A key element of LUCAT’s success is the involvement of end-users and stakeholders in the process, and it has greatly enhanced design across the domestic goods manufacturing and construction industries.
Identifying need – providing solutions
- The Usability-NET website provides free access to LUCAT – it has been used by over 1,500 students as part of their studies since its launch in 1996 and has been regularly upgraded.
- More than 500 national and international designers are trained in the LUCAT process.
- Many companies worldwide – including Philips and Nottingham Rehab Supplies – use LUCAT.
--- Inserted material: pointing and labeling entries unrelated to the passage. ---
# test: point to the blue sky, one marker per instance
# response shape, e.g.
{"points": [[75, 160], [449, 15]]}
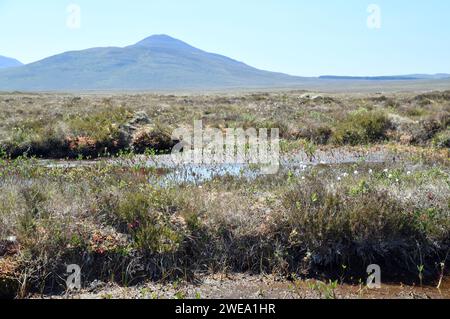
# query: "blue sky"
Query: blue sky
{"points": [[298, 37]]}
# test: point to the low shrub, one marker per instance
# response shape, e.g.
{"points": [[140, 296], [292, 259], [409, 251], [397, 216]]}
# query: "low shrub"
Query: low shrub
{"points": [[362, 127]]}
- LUCAT has supported collaborative projects with a range of organisations – including Boots and DS Smith.
Leading products designed by LUCAT
- Four popular products have been designed the LUCAT way in recent years.
- Kura Care – designed in just three months on a small budget – is NRS Healthcare’s best-selling cutlery product, with sales expanding year on year.
- With an R&D budget of £4,500, the Visual Impaired (VI) Boccia grid was developed in three-months – more than 100 have been sold worldwide since 2016.
- The VI Running Line has been demonstrated at nearly 300 events across the UK and used by over 1,600 Blind and visually impaired children and adults - most of whom would have never experienced running independently.
LUCAT is a novel design method combining participatory research and heuristics that draws on social psychology and systems engineering to create an optimised process structure.
It is a streamlined collection of design, engineering, ergonomics and human factors theory as well as best practice that enables time-compressed market R&D decision-making. Supported by the Usability-NET website, it is a unique bottom-up approach that puts the end user at the heart of the design process.
The creation of the approach began in 1996, and drew on the conventions of design innovation, the fast and iterative cycle of participatory design and best practice from small batch production design engineering, with significant development since 2016.
Several novel heuristics – including ‘social camouflage’, the ‘blacksmith’s approach’, ‘technology footprint’ and ‘cultural blindness’ – were added to the mix.